• Winter Climate Change and Glacier Activity over the last 500 years in the Northeast Pacific
    • Ben Gaglioti (WERC)
    • October 18, 2019

WERC Seminar and INE Pubinar are joining forces this week! Please note the special time and place of this talk: 3:30-4:30pm @ the UAF Pub

The strength of the wintertime Aleutian Low pressure system (AL) in the North Pacific affects the severity of drought in the Western US and the size of salmon runs in Alaska. Unfortunately, our long-term understanding of how the AL interacts with global climate has been limited by the fact that most paleoclimate indicators are blind to cold season conditions. In this talk, I will present a 500-year winter-sensitive record of the AL based on the architecture, wood morphology, and ring widths of sub-alpine trees growing along remote reaches of the Northeast Pacific coast.
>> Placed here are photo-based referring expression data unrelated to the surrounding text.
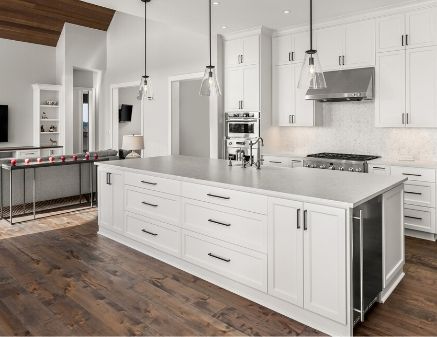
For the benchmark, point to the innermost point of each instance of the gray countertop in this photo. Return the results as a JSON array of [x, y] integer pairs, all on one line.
[[343, 189]]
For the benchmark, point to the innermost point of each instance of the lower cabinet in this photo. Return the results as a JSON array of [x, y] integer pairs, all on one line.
[[111, 200], [303, 268]]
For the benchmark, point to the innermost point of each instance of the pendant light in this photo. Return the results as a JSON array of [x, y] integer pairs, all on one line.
[[210, 85], [311, 75], [145, 91]]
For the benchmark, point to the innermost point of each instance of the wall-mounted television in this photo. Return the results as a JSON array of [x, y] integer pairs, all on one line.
[[125, 113], [3, 123]]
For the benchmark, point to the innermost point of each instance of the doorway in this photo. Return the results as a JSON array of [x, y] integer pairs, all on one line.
[[190, 120]]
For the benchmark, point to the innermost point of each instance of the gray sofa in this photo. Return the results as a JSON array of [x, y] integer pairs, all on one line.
[[51, 182]]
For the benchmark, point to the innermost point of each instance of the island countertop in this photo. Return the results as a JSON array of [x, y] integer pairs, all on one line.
[[344, 189]]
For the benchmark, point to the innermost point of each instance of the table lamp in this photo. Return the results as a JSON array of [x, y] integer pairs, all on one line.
[[133, 143]]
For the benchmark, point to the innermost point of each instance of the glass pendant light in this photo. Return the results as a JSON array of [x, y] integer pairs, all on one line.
[[145, 91], [210, 85], [311, 75]]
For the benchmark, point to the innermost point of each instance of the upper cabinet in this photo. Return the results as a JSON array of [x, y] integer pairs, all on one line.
[[347, 46], [411, 30]]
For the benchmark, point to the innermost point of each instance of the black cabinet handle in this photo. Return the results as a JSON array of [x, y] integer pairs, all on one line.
[[150, 233], [149, 204], [218, 196], [148, 183], [219, 258], [413, 217], [219, 223]]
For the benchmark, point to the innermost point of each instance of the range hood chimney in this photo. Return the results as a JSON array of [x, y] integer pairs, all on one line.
[[345, 85]]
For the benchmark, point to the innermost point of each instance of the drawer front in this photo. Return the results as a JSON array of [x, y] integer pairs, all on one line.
[[153, 183], [245, 229], [415, 174], [160, 206], [244, 266], [420, 194], [419, 219], [226, 197], [158, 235], [379, 169]]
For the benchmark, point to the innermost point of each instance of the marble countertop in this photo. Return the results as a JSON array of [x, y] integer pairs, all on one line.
[[340, 189]]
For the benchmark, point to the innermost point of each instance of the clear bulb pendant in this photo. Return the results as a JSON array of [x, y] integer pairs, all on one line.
[[145, 92], [311, 75], [210, 85]]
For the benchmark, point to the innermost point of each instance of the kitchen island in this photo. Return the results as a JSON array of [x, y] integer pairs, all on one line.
[[317, 246]]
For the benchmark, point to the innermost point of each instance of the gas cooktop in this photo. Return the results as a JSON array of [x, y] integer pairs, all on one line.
[[342, 156]]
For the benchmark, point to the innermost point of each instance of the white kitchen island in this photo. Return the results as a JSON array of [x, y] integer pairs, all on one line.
[[282, 238]]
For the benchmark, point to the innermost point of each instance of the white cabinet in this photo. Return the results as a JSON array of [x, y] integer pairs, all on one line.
[[347, 46], [286, 250], [297, 239], [111, 200], [290, 108], [325, 265], [242, 52]]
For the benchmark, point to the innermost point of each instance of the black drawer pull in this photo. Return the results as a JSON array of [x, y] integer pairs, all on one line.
[[415, 193], [219, 223], [148, 183], [149, 204], [413, 217], [218, 196], [219, 258], [150, 233]]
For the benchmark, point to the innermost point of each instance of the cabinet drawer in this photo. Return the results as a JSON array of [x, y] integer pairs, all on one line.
[[160, 206], [153, 233], [226, 197], [247, 267], [420, 194], [415, 174], [419, 218], [241, 228], [153, 183]]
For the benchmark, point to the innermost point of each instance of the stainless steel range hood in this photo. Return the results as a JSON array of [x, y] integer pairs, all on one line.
[[345, 85]]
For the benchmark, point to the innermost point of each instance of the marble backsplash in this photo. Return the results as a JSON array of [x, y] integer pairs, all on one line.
[[349, 127]]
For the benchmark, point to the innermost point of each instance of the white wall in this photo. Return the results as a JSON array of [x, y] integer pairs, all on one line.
[[350, 128], [171, 51], [129, 96], [23, 64]]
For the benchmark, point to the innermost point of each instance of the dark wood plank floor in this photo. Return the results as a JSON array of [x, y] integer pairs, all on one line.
[[73, 282]]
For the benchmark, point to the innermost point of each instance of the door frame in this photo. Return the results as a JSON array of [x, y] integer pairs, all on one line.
[[171, 80], [114, 96]]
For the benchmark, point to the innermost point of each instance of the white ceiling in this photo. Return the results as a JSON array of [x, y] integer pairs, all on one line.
[[240, 14]]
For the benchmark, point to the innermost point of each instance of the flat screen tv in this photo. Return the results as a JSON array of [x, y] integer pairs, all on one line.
[[3, 123], [125, 113]]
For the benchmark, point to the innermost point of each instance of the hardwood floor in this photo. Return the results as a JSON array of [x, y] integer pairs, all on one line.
[[74, 282]]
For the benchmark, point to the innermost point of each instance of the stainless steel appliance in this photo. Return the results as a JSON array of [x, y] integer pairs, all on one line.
[[339, 161], [345, 85]]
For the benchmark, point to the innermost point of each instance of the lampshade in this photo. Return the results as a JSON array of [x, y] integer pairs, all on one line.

Results show that, similar to its behavior in the last century, the AL shifted between strong and weak phases every few decades back to at least AD 1500. The most striking feature of this record is that the duration of these strong-weak regimes suddenly became 2-3x longer ca. AD 1700, a change that was accompanied by stormier conditions in Southeast Alaska. This discovery warrants further investigation because a similar change in AL regime duration in the future could impact the year-to-year availability of AL-affected resources that society now relies on. I will close the talk by using this new winter climate record to discuss how changing seasonality affected the timing and extent of Little Ice Age glacier advances in Coastal Alaska.